Marcelo Bielsa é conhecido no futebol como “El Loco”. Isso porque os gênios são incompreendidos em seu tempo. No caso de Bielsa, não por todos, é verdade. Ele é o técnico dos técnicos. Pep Guardiola, por exemplo. Em 2006, viajou 8 mil quilômetros para encontrá-lo em seu rancho, na área rural de Rosario. O argentino o esperou com um churrasco.
A conversa sobre futebol, vida e até cinema durou 11 horas. Desde lá, Guardiola sempre recorre ao seu mestre e nunca se cansa de elogiá-lo. Na próxima temporada, os dois se reencontrarão no campo. Bielsa tirou o Leeds United da Segunda Divisão e acabou com 16 anos de agonia da sua torcida pela volta à bilionária Premier League.
Esse luxo todo, na verdade, nem combina com Bielsa. Essa é outra faceta peculiar dele. Trata-se de um sujeito simples. Quando chegou ao Leeds, na metade de 2018, o clube instalou-o em um hotel cinco estrelas. Ele achou uma demasia. Semanas depois, mudou-se para um quarto e sala próximo ao CT.
Caminhadas
Para os tabloides ingleses, foi uma fartura. Acostumados a vigiar a vida das celebridades, os fotógrafos topavam com Bielsa no supermercado, empurrando o carrinho de compras, ou tomando café na confeitaria no térreo do seu prédio. Também era visto a passos até o CT. Questionado do porquê de preferir ir a pé, em contraste com os carrões dos técnicos do mesmo quilate, usou de razão prosaica: era perto, e o aspecto rural da região o remetia à sua origem.
Logo os paparazzi deixaram Bielsa de lado. Logo, também, a torcida do Leeds se conectou com aquele técnico de renome, mas de hábitos simples como eles. Leeds é uma cidade de 800 mil habitantes no condado de West Yorkshire, no norte da Inglaterra. Foi um dos berços da revolução industrial, e isso moldou sua população.
Embora a cidade ainda tenha o espírito empreendedor e seja o segundo centro jurídico e financeiro do país, é na base trabalhadora que se alicerça. Foi ali que brotou o Leeds, time que até os anos 1970 e 1980 era conhecido como “Dirty Leeds” pelos métodos, digamos assim, pouco nobres em seu jogo.
Para ter uma ideia do quanto o Leeds ignorava a lisura em campo, muito da sua força nas décadas de 1960 e 1970 era porque jogadores de outros times insistiam em se transferir para lá. Assim, escapavam de enfrentá-lo. A falta de fair play foi tamanha que, quando o time despencou em 2004/2005 e chegou até a League One, a terceira divisão, rivais vibraram: o destino havia mandado a conta.

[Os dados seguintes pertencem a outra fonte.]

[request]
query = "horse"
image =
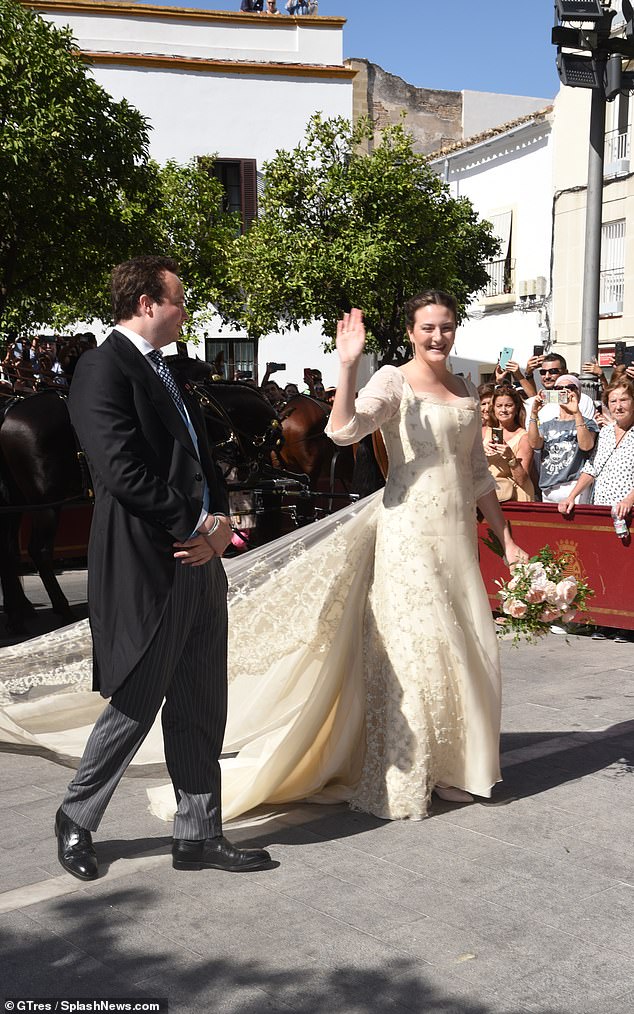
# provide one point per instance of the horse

Por tudo isso, você pode imaginar o quanto mexeu nas entranhas do clube a atitude de Bielsa na temporada passada, de ordenar aos jogadores que deixassem o Aston Villa empatar um jogo. Um minuto antes, seu time marcara 1 a 0 enquanto um jogador adversário estava caído. A vitória colocaria o Leeds de forma direta na Premier League. Com o resultado, precisou encarar o mata-mata – onde caiu para o Derby County.
Meses antes, Bielsa havia sido o centro de polêmica com o próprio Derby, que descobriu espiões do Leeds em seus treinos. Com humildade e ajuda do inseparável tradutor, o argentino se desculpou por adotar a prática, comum na América do Sul.
Fato é que a eliminação custou a chance de levar R$ 1 bilhão ao Leeds. Um golpe duro para um clube que, nos últimos 15 anos, havia passado por administração judicial, quatro donos e a venda do Estádio Elland Road, recomprado em 2017 pelo novo dono, o italiano Andrea Radrizzani.
Aliás, foi ele quem resolveu manter Bielsa e a base do time para esta temporada. A recompensa veio com o título e uma campanha incontestável, embalada por um modelo de jogo em que todos marcam e defendem e no qual os jogadores rendem o que nem sabiam ser capazes. Coisa de Loco, como são esses gênios à frente do nosso tempo.